Why I'm Writing This
I'm not someone who posts a lot online. But I think the rules are changing.
I should be upfront about something: I'm not a natural content creator. I don't have a history of blogging, or building an audience. If you'd told me five years ago that I'd be publishing a series about what I'm building and how I'm building it, I'd have found that unlikely. I've always been more comfortable doing the work than talking about it.
So why start now?
Because I believe something fundamental is shifting in how software gets built, and that shift changes who can build what — and how those people need to show up.
The rise of AI agents that can interact with real engineering toolchains — Jira, GitHub, AWS, the lot — means that a single person with the right experience and judgement can produce work that used to require a team. I'm living that right now, by helping to build ideas some of my friends have.
If that trend continues — and I believe it will — we're looking at a world where independent consultants and solo founders can operate at a scale that wasn't previously viable. The barriers to building serious software are dropping. Not because the work is getting easier, but because the leverage available to one person is getting dramatically better.
Here's the thing about that world, though: if you can build at team-scale as an individual, the bottleneck shifts. It's no longer about whether you can do the work. It's about whether anyone knows you exist.

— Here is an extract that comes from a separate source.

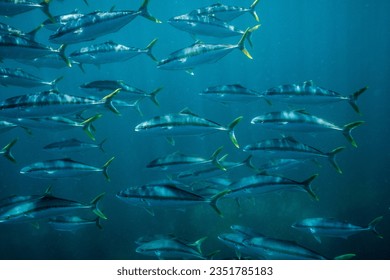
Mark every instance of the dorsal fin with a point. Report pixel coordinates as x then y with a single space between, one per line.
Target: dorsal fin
308 83
187 111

That's uncomfortable for people like me. I'd rather let the work speak for itself. But in a market where more people can produce quality work independently, the ones who document what they're doing — who make their thinking visible, who show how they approach problems — are the ones who get found. Not because self-promotion is suddenly virtuous, but because it's becoming necessary. The independent consultant's portfolio isn't a CV anymore. It's a body of visible work and visible thinking.
So that's what this blog is. It's not a tutorial series. It's not content marketing. It's me documenting the journey of building Estyn — the decisions, the architecture, the ways of working, the mistakes — as honestly as I can. Partly because someone else might find it useful. Mostly because putting myself out there is something I need to start doing, and this felt like the most authentic way to do it.
If you're in a similar position — someone who's good at the work but not naturally inclined to talk about it — maybe these posts will resonate. Or at the very least, maybe seeing someone else wrestle with the same reluctance will make it feel a bit more approachable.
Right. That's the preamble done. Let's get into it.